Внизу, увязая в наезженных тысячами колее глубоких колеях, медленно движется длинный обоз. В голове запряженная шестеркой лошадей крытая повозка; ослепительно сверкает, переливаясь на солнце, ее высокий арча-тый купол, щедро инкрустированный драгоценными камнями.
Кони, тянущие повозку, покрыты шелковыми, прошитыми золотом покрывалами; на одном из них дремлет, зажав под мышкой длинное кнутовище, юноша-возница в ладном букорановом кафтане.
Один за другим тянутся по дороге царские обозы — жены Узбек-хана, разъезжаясь в разные стороны, разбивают свои палаточные городки.
Хатуни сидят в кибитках на мягких подушках; рядом, как предписано церемониалом, придворные дамы. По правую руку главная советница — улу-хатунь в шелковой накидке с украшенными золотом и драгоценными камнями краями, слева горничная — куджук-хатунь.
Перед хатунью стоят шесть луноликих юных невольниц в платьях из позлащенного шелка и еще десятъ-пятнадцать румииских или индийских юношей с золотыми или серебряными булавами в руках.

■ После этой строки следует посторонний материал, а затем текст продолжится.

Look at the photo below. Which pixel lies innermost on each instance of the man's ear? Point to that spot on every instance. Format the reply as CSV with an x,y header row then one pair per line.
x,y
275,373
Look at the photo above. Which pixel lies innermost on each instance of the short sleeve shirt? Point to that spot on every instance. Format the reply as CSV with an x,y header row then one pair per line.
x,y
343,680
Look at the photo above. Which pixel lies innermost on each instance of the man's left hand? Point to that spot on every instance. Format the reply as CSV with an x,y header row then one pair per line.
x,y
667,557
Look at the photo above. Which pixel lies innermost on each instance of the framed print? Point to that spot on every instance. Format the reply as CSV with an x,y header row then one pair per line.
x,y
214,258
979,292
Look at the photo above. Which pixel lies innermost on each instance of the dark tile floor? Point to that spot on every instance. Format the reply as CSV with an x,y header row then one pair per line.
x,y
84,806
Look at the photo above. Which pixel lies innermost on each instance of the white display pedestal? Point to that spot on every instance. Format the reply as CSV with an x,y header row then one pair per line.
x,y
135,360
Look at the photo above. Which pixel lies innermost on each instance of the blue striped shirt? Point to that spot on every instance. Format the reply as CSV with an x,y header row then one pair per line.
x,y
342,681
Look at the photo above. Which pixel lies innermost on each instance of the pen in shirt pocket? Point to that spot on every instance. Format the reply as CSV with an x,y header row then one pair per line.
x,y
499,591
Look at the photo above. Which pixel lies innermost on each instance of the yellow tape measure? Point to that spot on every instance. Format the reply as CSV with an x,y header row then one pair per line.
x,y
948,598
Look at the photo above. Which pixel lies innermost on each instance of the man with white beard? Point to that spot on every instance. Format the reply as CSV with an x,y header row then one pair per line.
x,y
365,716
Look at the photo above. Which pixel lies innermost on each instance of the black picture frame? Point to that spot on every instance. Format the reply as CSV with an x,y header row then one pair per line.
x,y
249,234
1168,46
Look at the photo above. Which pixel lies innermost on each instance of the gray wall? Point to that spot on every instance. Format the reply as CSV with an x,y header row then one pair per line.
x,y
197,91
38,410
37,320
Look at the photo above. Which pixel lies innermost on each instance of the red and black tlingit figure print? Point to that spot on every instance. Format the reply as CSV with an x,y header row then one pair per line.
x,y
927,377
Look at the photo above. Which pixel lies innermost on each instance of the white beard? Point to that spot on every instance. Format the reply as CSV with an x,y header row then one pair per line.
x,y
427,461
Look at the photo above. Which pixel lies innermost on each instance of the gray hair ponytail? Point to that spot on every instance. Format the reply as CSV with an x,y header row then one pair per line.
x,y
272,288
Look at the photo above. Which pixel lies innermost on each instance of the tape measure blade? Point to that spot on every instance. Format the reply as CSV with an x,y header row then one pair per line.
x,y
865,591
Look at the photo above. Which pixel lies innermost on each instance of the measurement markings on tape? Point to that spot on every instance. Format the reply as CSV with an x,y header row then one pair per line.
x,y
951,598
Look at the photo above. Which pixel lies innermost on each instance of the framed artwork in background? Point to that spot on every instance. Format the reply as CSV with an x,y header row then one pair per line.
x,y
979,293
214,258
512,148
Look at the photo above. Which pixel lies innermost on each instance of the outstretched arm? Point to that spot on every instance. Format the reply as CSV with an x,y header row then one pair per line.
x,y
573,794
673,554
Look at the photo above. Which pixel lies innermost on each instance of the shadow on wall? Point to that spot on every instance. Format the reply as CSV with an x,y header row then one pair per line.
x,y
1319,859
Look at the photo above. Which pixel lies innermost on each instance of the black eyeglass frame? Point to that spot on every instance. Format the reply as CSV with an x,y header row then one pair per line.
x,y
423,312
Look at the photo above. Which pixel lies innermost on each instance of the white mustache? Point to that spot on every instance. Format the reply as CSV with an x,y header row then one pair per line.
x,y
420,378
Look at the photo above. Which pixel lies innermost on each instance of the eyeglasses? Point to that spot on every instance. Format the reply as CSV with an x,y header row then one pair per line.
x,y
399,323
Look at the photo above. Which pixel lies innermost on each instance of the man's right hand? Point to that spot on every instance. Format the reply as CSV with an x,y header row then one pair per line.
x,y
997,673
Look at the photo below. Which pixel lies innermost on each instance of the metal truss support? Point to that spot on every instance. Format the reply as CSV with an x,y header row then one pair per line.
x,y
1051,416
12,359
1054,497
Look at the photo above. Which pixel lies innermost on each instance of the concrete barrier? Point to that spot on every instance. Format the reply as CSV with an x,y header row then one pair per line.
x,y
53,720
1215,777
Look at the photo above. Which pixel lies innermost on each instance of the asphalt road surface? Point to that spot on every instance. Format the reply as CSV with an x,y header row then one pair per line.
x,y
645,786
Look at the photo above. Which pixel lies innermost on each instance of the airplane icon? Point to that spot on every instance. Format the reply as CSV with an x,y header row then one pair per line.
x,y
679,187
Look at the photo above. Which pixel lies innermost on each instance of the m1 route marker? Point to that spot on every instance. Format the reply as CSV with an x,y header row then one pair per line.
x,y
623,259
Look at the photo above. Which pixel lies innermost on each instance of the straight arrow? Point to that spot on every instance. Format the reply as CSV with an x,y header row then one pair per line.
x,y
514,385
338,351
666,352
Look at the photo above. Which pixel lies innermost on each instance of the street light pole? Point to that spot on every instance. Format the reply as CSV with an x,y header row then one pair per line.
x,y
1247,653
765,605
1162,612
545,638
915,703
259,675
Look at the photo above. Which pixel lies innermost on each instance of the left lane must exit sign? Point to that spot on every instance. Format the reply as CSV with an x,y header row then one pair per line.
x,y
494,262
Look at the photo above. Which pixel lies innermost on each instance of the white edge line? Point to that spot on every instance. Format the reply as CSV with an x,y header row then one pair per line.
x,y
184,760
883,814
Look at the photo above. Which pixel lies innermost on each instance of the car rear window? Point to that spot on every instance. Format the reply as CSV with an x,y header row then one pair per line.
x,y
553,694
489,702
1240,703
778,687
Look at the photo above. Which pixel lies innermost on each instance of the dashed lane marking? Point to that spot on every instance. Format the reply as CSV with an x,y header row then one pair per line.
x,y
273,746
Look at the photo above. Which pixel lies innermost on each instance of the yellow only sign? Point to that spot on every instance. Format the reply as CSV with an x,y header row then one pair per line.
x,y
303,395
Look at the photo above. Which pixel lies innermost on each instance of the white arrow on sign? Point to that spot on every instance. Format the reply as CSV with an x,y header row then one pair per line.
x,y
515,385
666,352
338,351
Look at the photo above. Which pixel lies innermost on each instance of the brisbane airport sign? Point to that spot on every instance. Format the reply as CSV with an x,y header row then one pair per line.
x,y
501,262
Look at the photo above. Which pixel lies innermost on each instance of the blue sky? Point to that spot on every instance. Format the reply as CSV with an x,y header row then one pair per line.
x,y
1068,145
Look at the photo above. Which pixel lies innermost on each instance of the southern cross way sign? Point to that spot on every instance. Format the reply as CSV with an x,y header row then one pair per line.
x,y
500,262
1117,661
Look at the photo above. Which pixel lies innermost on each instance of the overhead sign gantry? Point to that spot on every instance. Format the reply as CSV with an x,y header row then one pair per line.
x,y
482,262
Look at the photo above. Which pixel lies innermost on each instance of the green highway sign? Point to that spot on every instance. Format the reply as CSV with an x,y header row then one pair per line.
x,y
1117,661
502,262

На голове у хатуни высокий головной убор, который Ибн Баттута называет «бугтак»: «нечто наподобие миниатюрной короны, украшенной драгоценными камнями и павлиньими перьями…»
Последней из четырех ханских жен следует Уруджа, дочь великого эмира Исабека, влиятельнейшего вельможи при дворе Узбек-хана.
«Она увидела на вершине холма мой шатер, — пишет Ибн Баттута, — и перед ним флажок — знак путника, и послала мальчиков и рабынь поприветствовать меня. Пока они передавали мне ее приветствия, она стояла в стороне, ожидая их. Я послал ей подарок, она поцеловала его и передала распоряжение, чтобы я разбил свой шатер по соседству с ее юртом…»
Наконец на дороге появился султанский обоз, состоявший из нескольких сотен повозок, запряженных лошадьми, буйволами и верблюдами.
Формирование огромного палаточного города завершилось.
Пришла пора аудиенций.
Солнце с каждым днем все злее, обязанность поститься от зари до заката одинаково немилосердна для всех кто исповедует веру пророка. Для тех же, кто произнес символ веры нечаянно, из желания угодить набожному хану, рамадан тягостен вдвойне. Дневные молитвы под открытым небом представляются им пыткой, наказанием за грехи, совершенные ими или, может быть, их отцами, прогневившими войлочных языческих божков. Невежественные нойоны покорно исполняют предписываемые исламом ракаты, но, отмолившись, спешат к своим идолам из войлока или шелка, что стоят у дверей ставки или на повозках, и щедро окропляют их молоком. Всякий раз, по свидетельству побывавшего в Золотой Орде францисканского монаха Плано Карпини, они подносят им часть кушаний и питья. «Убивая зверя, они подносят на блюде его сердце идолу, который находится на повозке, оставляют до утра, а потом варят и едят».
«Сверх того, — утверждает францисканец, — они поклоняются солнцу, луне и огню, а также воде и земле, посвящая им начатки пищи и питья утром раньше, чем станут есть или пить».
Самого Узбек-хана средневековые хроники описывают человеком набожным и благочестивым.
«Это был юноша красивой наружности, — восторженно писал о нем историк аль-Бирзали, — прекрасного нрава, отличный мусульманин и храбрец. Он умертвил нескольких эмиров и вельмож, умертвил большое количество уйгуров — лам и волшебников и провозгласил исповедание ислама».
Провозглашение «исповедания ислама», как это подтверждается и другими источниками, оказалось, таким образом, актом мучительным, кровавым. Исламизация не только сыграла важнейшую роль в укреплении военного и экономического могущества Золотой Орды в период правления Узбека (1312–1342), но в значительной мере была прологом крушения Улуса Джучи, которое началось на Куликовом поле в священные для всех русских сентябрьские дни 1380 года.
Чтобы понять, отчего это было именно так, перенесемся в 1312 год.
Сразу же после смерти хана Токты тридцатилетний Узбек, опираясь на группу влиятельных нойонов, убил его сына Ильбасмаша и захватил золотоордынский престол, на который он по монгольской традиции законных прав не имел. Стремясь закрепить победу, Узбек расправился с целым рядом царевичей и эмиров, поддерживавших Токту, и объявил ислам государственной религией. Зеленое знамя пророка было, таким образом, символом централизации, беспрекословного подчинения монгольской оседлой и кочевой знати авторитету ханской власти.